Māori-led suicide prevention initiatives are launching today targeting Māori men and men in general.
The initiatives include a new online resource to help people recognise if loved ones may need help, community-led "kōrero circles" and new health promotion campaigns targeting men where they are for work or play.
The chair of the National Māori Authority, Matthew Tukaki, said the projects wanted to tackle "Government inaction and more of the same business model of mental health service" that did not address the daily challenges people faced.
"We need to understand that suicide is not just about mental health - it's about true prevention, addressing the elephant in the room which is the challenge of the daily struggle of life," he said in a statement.
"It's communities who know what communities want, and if we are going to achieve change, then it will be those communities who create the momentum."
As well as mental health resources, he said the online materials would include non-mental health-related referral links and resources about relationships, financial matters and housing.
He said it also included resources for setting up a network of community-led and -run talking or kōrero circles.

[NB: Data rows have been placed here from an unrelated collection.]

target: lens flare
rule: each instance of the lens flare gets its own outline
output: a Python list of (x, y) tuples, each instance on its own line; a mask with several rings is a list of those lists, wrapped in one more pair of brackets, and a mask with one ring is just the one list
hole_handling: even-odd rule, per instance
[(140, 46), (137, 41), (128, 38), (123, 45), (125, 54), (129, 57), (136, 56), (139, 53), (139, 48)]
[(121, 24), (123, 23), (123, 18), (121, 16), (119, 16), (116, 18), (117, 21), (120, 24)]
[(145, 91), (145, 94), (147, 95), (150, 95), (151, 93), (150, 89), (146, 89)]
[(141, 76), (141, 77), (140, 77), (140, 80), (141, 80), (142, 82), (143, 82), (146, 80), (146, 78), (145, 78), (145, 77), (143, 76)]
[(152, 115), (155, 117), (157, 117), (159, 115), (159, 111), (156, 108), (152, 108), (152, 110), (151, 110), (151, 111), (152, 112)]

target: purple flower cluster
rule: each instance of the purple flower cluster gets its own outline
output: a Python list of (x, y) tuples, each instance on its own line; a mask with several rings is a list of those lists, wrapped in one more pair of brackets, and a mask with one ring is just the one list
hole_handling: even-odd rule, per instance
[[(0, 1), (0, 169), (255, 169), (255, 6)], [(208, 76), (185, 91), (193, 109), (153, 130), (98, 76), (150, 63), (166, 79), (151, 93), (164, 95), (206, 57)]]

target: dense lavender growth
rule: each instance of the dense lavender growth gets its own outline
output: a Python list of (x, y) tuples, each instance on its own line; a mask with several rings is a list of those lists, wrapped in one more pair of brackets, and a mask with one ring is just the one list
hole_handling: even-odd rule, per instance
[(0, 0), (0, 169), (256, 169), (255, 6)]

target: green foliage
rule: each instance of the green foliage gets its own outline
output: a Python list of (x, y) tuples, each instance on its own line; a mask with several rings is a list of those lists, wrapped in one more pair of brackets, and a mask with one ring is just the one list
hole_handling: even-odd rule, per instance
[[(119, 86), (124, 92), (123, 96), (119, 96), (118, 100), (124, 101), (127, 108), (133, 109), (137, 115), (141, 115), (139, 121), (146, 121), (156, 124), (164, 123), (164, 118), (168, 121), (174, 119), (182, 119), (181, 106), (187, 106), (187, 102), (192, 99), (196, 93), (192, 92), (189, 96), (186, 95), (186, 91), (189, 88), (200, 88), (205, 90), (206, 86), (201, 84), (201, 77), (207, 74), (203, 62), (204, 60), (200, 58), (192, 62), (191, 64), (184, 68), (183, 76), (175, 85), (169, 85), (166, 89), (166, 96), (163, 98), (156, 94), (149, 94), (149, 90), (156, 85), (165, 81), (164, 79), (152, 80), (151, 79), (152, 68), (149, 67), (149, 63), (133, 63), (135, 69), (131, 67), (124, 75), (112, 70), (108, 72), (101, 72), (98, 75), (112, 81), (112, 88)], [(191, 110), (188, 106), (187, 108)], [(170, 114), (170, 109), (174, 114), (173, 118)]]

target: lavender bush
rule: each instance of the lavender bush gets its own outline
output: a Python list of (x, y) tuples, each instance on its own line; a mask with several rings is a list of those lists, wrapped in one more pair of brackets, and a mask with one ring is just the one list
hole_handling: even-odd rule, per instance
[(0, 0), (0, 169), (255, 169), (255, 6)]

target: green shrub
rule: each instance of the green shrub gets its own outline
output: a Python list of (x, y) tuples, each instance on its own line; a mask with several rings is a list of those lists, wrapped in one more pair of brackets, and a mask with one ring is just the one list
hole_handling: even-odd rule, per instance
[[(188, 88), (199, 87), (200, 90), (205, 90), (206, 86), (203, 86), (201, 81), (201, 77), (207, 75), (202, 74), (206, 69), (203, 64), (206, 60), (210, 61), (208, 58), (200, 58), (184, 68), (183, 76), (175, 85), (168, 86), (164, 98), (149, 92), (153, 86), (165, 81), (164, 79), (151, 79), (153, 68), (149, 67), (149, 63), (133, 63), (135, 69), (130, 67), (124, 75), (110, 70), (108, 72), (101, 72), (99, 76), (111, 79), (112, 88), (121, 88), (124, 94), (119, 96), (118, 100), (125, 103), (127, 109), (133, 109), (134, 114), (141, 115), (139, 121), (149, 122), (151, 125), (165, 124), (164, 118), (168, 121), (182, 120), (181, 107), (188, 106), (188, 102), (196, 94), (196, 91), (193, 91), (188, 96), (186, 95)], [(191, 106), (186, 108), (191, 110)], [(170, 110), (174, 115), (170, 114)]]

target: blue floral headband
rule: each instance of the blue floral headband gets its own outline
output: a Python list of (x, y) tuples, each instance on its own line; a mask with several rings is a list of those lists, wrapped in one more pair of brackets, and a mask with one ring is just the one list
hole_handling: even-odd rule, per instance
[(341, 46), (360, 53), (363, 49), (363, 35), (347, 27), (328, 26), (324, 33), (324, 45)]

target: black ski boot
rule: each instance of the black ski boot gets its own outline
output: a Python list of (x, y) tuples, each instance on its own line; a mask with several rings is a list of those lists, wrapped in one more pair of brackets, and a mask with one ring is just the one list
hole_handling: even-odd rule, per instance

"It's often in these age-old environments that people tend to open up and others tend to render help. That's why the talking and listening skills side of things will be so important."
Mr Tukaki said the initiatives had been designed for all New Zealanders, with a particular focus on men and Māori men.
Speaking about the new health promotion campaigns, Mr Tukaki said it is important the messages are integrated into men's lives as they often do not seek help directly from GPs or mental health professionals.
The initiative was led by the National Māori Nga Ngaru and the New Zealand Māori Council, with no funding from the Government or DHBs.